I probably swallowed the line about anti-Establishment chutzpah being dependent on not giving a damn if everyone despises you. But that's a mistake. Not caring if everyone hates you suggests a low level of respect for other people, whom it must be assumed you feel nothing but contempt for.
It is the opposite of the kind of compassion at the heart of Left-wing politics. It's also contrary to the compulsion to get through to people and make a difference, the instinct which drives the ambitious painter, filmmaker, composer and poet.
This might explain why two of the friendliest people I've ever interviewed have been John Lydon (who claims to put on the best kids' parties in LA and is still heartbroken he never had children) and the famously Dionysian ex-Guns N' Roses guitarist Slash. And why the rudest by far was a Tory politician - Anne Widdecombe.
At a time when the UK is deciding if it should extend the hand of friendship to more than a handful of the world's most desperate refugees, this observation is key.
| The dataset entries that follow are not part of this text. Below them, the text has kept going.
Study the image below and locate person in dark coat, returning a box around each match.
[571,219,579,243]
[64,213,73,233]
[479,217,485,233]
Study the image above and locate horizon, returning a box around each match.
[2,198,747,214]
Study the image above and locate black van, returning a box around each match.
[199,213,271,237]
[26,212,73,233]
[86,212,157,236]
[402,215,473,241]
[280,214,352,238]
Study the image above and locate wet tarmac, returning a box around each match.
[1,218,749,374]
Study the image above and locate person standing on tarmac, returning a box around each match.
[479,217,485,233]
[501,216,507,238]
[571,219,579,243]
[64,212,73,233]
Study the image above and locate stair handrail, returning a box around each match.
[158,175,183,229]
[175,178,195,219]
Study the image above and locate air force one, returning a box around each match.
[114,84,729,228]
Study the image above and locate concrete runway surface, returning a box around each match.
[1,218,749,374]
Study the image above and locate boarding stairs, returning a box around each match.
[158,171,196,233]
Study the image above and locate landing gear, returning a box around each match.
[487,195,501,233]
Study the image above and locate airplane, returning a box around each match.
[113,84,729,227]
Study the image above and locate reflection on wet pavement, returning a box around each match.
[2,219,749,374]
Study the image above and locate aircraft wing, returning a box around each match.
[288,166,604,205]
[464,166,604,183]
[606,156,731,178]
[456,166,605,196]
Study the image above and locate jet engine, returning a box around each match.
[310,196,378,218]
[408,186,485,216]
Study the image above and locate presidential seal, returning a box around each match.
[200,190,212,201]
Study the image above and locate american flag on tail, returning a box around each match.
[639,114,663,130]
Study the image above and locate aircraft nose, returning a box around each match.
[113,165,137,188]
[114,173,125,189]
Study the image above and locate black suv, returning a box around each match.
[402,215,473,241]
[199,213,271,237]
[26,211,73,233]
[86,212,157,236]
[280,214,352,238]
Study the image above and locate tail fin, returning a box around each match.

Good manners precludes shutting the door in someone's face. Niceness is brotherhood, kindness in the face of fear and threat is big, bold, revolutionary.
Not caring what others think of you is lazy, self-aggrandising Katie Hopkins-style egotism. Jesus - such a threat to the state they murdered him - was pretty courteous to strangers, particularly the luckless ones. Only the real pillars of the Establishment don't get it - being nice is the height of rock 'n' roll.
Beeb mustn't send Packham packing
A thousands fan-girl hearts are fluttering at the news that Springwatch pin-up Chris Packham's job could be under threat.
After a column in the BBC Wildlife magazine, in which Packham criticised conservation groups for letting the fear of "upsetting old friends" stop them criticising illegal wildlife killings, Tim Bonner of the Countryside Alliance accused him of "blatant political propaganda" and called for his sacking. Which seems rather OTT. As well as astonishingly arrogant.
The BBC is yet to back Packham publicly. They should do it now, or risk the accusation of pandering to the Countryside Alliance's "old friends" - the Tory government.
Viz can still make lorra lorra laughs
Private Eye is all well and good, but it was Viz magazine which brilliantly eviscerated lazy tabloid columnists this week.
A piece by 'Tony Parsehole' saw the writer list his punk credentials ("I was the first person to ever see The Clash live") before stating he'd trade them in to hear Cilla sing "just one more time". Or to see Cecil the Lion's "beautiful mane shimmering in the Savannah sun just one more time".
He praised Cilla for never forgetting her roots and Cecil for rising up to be a successful lion.
Even when they're long forgotten, he mused, they will be remembered. "Is that 500 words yet?"